Bugün 23 Mart 2023. Kur’an, rahmet ve mağfiret ayı olan Ramazan-ı Şerifin ilk günü. Rabbim bu Ramazan’ı, Leyle-i Kadrini hakkımızda bin aydan hayırlı eylesin ve Ramazan-ı Şerif’teki dualarımızı kabul etsin.
Bugün aynı zamanda Miladi olarak Bediüzzaman Hazretlerinin vefat yıldönümü. Üstad Bediüzzaman altmış üç sene önce yine böyle bir Ramazan ayında, Ramazan’ın yirmi beşinde ahirete gitti. Rabb-i Rahimine vasıl oldu. Ömrü Kur’an ve onun davasına hizmetle geçen bu mübarek zatın vefatı da Kur’an’ın nazil olmaya başladığı bu ayda olması manidardır. Şu serencam bu manaya kuvvet verecektir.
Takvimler 1899’u gösteriyordu.

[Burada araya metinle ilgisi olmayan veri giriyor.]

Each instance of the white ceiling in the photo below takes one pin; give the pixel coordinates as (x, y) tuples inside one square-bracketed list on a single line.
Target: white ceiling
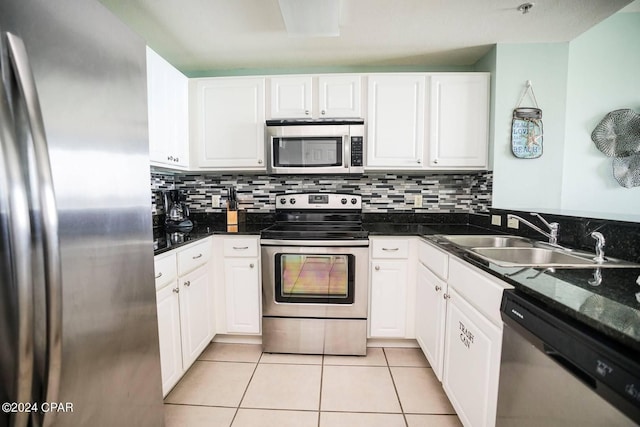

Van Valisi Tahir Paşanın konağında misafir olan ve henüz yirmi iki yaşında bulunan Üstad, haber eski de olsa İslam düşmanlarının niyetleri hep taze kaldığı için, okuduğu habere hiddetlenmiş ve “Kur’an’ın sönmez ve söndürülmez bir nur olduğunu bütün dünyaya ispat edeceğim” demişti. Çünkü haberde, İngiliz Avam Kamarasında konuşan İngiliz Başbakanlarından Gladstone’a ait bir cümle geçiyordu. Gladstone mezkûr metinde mealen “Bu Kur’an Müslümanların elinde bulunduğu müddetçe, biz onlara hakiki hâkim olamayız. Ne yapıp edip, bu Kur’an’ı sükût ettirip ortadan kaldırmalıyız. Yahut da Müslümanları ondan soğutmalıyız” diyordu ve görünüşe göre planları da tıkır tıkır işliyordu…
Takvimler Birinci Dünya Savaşının hemen öncesini gösterdiği sıralarda ise Bediüzzaman Hazretleri bir rüya görür. Rüyasında Ağrı Dağının patladığını ve patlamanın büyük parçaları dünyanın her tarafa dağıttığını görür. Rüyada kendisine Kur’an’ın icazını beyan etmesi söylenir.
O da bu rüyadan, büyük bir infilak olacağını, o infilak ve inkılâptan sonra, Kur’ân’ın etrafındaki surların kırılacağını, Kur’ân’a hücum edileceğini; i’câzı, onun çelik bir zırhı olacağını ve şu i’câzın bir nev’ini şu zamanda izharına namzet olduğunu anlar. Bundan sonra, özellikle 1924’ten sonra bütün ömrü tamamen bu minvalde geçer.
Üstad Bediüzzaman “Kur’an’ın sönmez ve söndürülmez bir nur olduğunu bütün dünyaya ispat edeceğim” iddiasını ve davasını üç şekilde ortaya koymuştur.
Birincisi, Kur’an’ın akılları gözlerine inip gördüğümden başkasına inanmam diyenleri de hayran bırakıp icazını gösterecek şekilde, ölçüleri Kur’an’ın kendi içinden alınmak suretiyle, Kur’an’ı Tevafuklu[1] şekilde yazdırmasıdır. Bu nimete, yapılan imtihan neticesinde, hayru’l-halefi Ahmed Hüsrev Altınbaşak namzet ve hizmetkar olmuş, kırk sene süren bir gayretle yazmaya muvaffak olmuştur.
İkincisi, Kur’an’ın manasına ve hakikatlerine hizmet edecek Risale-i Nur eserlerini zor şartlara rağmen telif etmiş, yine zor şartlar altında hem ülkede hem de ülke dışına ulaşmasını sağlamış, bu suretle nice kimselerin imanına hizmet etmiştir.
Üçüncüsü, etrafında saf tutan talebelerdir. Eserleri Osmanlı Türkçesi ile yazmakla Kur’an’ın hattına, Tevafuklu Kur’an’ın neşriyle intişarına, Risale-i Nurları okuyup, yazmak ve ezberlemek suretiyle hayatlarına taşımakla Kur’an’ın manasına hizmet etmişler, toplumda bir maya olmuşlardır.
Allah hem Üstad Bediüzzamana hem de Kur’an’a hizmet edip ahirete giden herkese gani gani rahmet eylesin. Bizlere de Kur’an ayı olan Ramazan-ı Şerifi bu sene de Kur’an’la ve hakikatleriyle hemhal olarak geçirebilmek nimetini bahş eylesin.
Ramazan-ı Şerifiniz hakkınızda ve hakkımızda mübarek olsun.